Indeed, the science indicates the presumption is false. The WHO first warned of an H5N1 avian flu pandemic in 2004, projecting up to 150 million deaths. Yet a 2007 study found H5N1 -- though detected in 1959 -- was many mutations away from the ability to become readily transmissible among humans.
We're also repeatedly warned that if H5N1 reassorted with human flu, it would produce a combination with the alleged severity of the bird virus and the infectiousness of the human one. Yet a 2006 Centers for Disease Control and Prevention study found the opposite: that a genetically engineered reassortment given to ferrets -- the best animal models for human flu -- produced milder and less infectious flu than did pure H5N1. Reassortment didn't create a "super flu" but rather a 98-pound weakling.
As to human-pig hybrids, a 1976 New Jersey swine flu outbreak in the dead of winter, when flu is most contagious, infected just 230 soldiers, killing one, on a crowded Army base.
At some level, the WHO knows its definition is faulty. The online "WHO Handbook for Journalists" still states: "A pandemic virus can emerge" by adapting "during human infections." And the WHO has warned that one way avian flu could become pandemic is through a purely human mutation.

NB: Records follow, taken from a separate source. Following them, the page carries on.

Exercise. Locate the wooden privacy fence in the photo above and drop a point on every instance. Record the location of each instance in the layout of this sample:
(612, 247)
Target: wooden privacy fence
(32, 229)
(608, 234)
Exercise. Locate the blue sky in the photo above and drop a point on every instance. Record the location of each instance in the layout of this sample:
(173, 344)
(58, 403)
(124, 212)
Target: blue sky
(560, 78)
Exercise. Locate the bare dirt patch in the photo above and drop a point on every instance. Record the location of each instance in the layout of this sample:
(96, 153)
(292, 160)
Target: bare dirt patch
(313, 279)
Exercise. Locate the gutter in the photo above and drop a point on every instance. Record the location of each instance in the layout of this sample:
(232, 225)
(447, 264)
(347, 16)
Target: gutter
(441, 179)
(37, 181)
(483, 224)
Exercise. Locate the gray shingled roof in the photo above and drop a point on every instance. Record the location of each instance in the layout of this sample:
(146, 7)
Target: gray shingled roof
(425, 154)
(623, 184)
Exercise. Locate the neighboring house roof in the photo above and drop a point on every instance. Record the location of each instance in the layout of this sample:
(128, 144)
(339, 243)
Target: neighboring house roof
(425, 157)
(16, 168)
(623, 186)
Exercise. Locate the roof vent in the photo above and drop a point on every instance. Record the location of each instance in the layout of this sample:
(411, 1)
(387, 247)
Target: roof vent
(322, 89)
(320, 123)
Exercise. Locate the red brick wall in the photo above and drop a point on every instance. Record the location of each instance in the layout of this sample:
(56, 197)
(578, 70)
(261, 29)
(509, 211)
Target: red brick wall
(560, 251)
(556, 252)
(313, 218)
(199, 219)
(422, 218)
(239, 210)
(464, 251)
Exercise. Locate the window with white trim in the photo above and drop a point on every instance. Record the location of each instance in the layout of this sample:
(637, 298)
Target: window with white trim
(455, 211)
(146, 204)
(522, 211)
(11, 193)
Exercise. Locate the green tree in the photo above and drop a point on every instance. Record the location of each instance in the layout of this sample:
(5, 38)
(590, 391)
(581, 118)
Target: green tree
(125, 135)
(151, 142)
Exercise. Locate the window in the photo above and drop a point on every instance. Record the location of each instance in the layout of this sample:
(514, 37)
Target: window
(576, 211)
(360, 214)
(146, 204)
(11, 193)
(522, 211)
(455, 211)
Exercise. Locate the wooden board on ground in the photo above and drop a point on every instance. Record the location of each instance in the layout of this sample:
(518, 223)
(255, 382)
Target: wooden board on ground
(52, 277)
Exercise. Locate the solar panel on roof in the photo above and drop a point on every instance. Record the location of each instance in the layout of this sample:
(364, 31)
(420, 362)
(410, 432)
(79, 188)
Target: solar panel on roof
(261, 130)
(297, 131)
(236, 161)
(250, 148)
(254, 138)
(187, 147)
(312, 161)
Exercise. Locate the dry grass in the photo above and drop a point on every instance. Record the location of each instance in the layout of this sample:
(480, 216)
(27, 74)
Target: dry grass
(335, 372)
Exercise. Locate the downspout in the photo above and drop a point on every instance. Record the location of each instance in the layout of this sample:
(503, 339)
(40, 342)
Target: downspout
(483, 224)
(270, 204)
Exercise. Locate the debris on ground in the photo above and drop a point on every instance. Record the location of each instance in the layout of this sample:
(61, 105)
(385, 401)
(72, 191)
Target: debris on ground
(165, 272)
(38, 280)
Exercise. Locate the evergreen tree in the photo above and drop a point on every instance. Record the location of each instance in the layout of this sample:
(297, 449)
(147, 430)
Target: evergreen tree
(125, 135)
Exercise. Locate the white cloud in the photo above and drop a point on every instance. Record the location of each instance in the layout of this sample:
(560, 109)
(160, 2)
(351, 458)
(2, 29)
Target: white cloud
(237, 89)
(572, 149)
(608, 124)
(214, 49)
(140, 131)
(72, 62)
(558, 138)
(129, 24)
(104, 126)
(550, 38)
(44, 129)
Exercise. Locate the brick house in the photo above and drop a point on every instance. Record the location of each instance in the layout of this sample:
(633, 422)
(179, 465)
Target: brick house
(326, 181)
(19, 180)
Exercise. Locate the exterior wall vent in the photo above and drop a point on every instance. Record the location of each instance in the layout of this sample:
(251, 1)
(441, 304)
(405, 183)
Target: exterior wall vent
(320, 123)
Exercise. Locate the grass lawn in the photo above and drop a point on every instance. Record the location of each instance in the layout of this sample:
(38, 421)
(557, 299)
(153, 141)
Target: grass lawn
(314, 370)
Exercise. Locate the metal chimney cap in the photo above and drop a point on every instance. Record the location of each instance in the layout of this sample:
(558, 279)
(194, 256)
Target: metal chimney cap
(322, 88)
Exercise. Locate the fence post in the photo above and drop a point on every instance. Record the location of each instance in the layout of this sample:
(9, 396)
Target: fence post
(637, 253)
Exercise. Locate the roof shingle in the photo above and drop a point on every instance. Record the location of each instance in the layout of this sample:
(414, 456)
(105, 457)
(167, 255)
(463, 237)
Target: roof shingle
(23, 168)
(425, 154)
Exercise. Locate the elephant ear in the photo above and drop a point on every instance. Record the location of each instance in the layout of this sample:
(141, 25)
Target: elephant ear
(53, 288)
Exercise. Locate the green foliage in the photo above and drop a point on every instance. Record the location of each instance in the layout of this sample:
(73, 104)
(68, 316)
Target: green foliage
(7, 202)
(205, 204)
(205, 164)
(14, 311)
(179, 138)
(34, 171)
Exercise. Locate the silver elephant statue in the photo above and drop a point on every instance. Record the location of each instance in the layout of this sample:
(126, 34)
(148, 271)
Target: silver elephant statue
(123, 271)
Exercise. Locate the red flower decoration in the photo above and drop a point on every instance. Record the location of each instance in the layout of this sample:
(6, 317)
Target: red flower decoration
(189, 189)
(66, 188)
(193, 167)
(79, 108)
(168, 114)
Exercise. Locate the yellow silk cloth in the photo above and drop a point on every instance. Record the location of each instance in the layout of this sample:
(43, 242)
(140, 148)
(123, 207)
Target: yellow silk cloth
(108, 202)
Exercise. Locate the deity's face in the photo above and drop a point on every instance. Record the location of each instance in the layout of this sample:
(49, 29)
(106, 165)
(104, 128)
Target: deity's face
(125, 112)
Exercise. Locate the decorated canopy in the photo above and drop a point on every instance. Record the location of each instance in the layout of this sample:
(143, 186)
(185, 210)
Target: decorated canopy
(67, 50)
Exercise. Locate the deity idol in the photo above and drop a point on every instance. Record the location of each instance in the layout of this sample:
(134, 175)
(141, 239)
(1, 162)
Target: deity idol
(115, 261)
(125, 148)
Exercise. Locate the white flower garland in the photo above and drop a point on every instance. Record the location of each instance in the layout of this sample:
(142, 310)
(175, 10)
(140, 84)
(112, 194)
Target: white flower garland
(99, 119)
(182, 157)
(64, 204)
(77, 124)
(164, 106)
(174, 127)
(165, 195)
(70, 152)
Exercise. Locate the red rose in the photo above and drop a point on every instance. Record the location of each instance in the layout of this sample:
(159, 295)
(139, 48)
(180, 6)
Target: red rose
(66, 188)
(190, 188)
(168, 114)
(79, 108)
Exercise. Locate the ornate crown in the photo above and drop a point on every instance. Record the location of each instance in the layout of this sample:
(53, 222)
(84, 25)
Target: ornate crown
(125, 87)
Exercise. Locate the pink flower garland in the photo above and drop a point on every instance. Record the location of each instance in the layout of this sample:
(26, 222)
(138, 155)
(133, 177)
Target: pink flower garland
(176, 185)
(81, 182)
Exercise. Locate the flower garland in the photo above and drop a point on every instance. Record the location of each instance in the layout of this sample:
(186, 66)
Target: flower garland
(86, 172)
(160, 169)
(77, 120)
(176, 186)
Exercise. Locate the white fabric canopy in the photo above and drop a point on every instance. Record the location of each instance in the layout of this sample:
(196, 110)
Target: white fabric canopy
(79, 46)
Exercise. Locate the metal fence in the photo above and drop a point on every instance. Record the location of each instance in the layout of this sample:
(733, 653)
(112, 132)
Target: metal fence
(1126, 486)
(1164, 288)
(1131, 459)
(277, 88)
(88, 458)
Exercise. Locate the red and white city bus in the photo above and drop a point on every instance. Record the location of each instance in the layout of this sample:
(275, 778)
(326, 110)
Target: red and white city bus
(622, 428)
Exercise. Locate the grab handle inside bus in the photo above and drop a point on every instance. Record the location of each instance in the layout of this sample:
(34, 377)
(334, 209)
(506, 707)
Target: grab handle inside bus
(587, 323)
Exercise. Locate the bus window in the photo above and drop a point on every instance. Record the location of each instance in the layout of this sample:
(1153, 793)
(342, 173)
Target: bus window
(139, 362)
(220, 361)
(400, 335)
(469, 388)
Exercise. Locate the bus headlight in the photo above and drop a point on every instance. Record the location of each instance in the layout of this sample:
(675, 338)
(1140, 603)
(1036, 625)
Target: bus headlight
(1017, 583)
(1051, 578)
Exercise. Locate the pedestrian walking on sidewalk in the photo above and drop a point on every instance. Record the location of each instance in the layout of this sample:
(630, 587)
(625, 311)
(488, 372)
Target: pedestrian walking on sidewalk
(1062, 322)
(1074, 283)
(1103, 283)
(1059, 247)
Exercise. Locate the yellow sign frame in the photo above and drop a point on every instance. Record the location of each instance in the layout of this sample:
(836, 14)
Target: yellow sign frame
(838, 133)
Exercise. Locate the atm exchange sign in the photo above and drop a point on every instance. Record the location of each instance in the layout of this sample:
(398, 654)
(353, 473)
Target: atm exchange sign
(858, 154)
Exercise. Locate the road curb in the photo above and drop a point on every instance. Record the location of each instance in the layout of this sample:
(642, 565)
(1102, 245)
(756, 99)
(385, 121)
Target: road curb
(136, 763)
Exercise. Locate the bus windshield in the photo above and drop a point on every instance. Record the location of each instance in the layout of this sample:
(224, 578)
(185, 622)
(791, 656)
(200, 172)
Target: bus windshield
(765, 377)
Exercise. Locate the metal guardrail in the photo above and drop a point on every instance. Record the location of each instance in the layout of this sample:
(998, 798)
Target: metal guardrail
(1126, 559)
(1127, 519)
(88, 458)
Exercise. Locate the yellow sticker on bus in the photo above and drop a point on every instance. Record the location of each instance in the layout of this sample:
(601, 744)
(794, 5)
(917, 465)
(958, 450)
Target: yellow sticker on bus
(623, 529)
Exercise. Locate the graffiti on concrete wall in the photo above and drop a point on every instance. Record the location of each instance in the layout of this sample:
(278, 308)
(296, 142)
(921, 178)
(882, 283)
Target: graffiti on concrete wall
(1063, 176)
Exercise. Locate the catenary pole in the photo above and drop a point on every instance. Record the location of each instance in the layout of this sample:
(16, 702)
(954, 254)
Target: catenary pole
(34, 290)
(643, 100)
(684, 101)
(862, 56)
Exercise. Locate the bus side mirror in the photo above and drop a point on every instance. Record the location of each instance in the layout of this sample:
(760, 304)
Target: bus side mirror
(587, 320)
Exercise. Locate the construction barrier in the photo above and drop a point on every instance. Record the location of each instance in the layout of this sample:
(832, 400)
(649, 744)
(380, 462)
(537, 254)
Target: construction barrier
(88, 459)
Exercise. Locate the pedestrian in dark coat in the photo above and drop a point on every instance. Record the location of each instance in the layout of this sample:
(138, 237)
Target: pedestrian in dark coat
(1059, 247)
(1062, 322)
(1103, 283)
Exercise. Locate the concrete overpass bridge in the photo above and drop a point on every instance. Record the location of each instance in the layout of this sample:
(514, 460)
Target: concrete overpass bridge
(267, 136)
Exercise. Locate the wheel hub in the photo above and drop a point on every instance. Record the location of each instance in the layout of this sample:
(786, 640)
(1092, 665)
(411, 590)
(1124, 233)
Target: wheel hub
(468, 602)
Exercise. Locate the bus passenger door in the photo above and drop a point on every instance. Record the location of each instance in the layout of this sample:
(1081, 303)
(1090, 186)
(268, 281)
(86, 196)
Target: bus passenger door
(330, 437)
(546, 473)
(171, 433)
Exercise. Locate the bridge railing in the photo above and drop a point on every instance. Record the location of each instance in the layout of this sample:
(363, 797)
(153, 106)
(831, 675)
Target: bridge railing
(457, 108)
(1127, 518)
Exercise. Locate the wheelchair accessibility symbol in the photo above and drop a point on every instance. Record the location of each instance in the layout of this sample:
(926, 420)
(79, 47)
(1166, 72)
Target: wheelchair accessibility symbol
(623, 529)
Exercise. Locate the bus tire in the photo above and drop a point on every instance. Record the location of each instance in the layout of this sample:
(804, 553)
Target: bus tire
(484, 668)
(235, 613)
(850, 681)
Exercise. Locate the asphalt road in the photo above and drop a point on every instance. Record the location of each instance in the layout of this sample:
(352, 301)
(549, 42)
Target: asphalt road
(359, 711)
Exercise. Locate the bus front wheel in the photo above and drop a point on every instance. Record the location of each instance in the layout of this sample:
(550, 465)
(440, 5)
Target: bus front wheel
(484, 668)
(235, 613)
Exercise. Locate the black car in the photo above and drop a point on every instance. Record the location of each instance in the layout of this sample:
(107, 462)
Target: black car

But it's also true that the worst influenza pandemic in history, the Spanish flu of 1918-19, did involve an animal-human hybrid virus; that episode has become a popular obsession. Never mind that "each subsequent novel flu that sweeps through the world has been milder," Chin observes. "The public health community keeps waiting for the second coming" of Spanish flu, he says.
So, in 2005, the WHO apparently redefined "flu pandemic" to reflect the popular angst as well as its own.
A less generous observation is that the WHO's "when, not if" avian flu pandemic failed to materialize, and it has now put swine flu in its stead. In her pandemic announcement Thursday, WHO's director-general, Margaret Chan, declared: "The world can now reap the benefits of investments over the last five years in pandemic preparedness." Not really. Swine flu, being no more contagious and far milder than seasonal flu, calls for absolutely no actions that wouldn't apply to seasonal varieties.
"I think they're going to have to go back to the drawing board," says Chin of the WHO definition. For now, we'll pay in told and untold ways because the WHO has cried "havoc" and let slip the dogs of pandemic.
Michael Fumento is director of the Independent Journalism Project, where he specializes in science and health issues.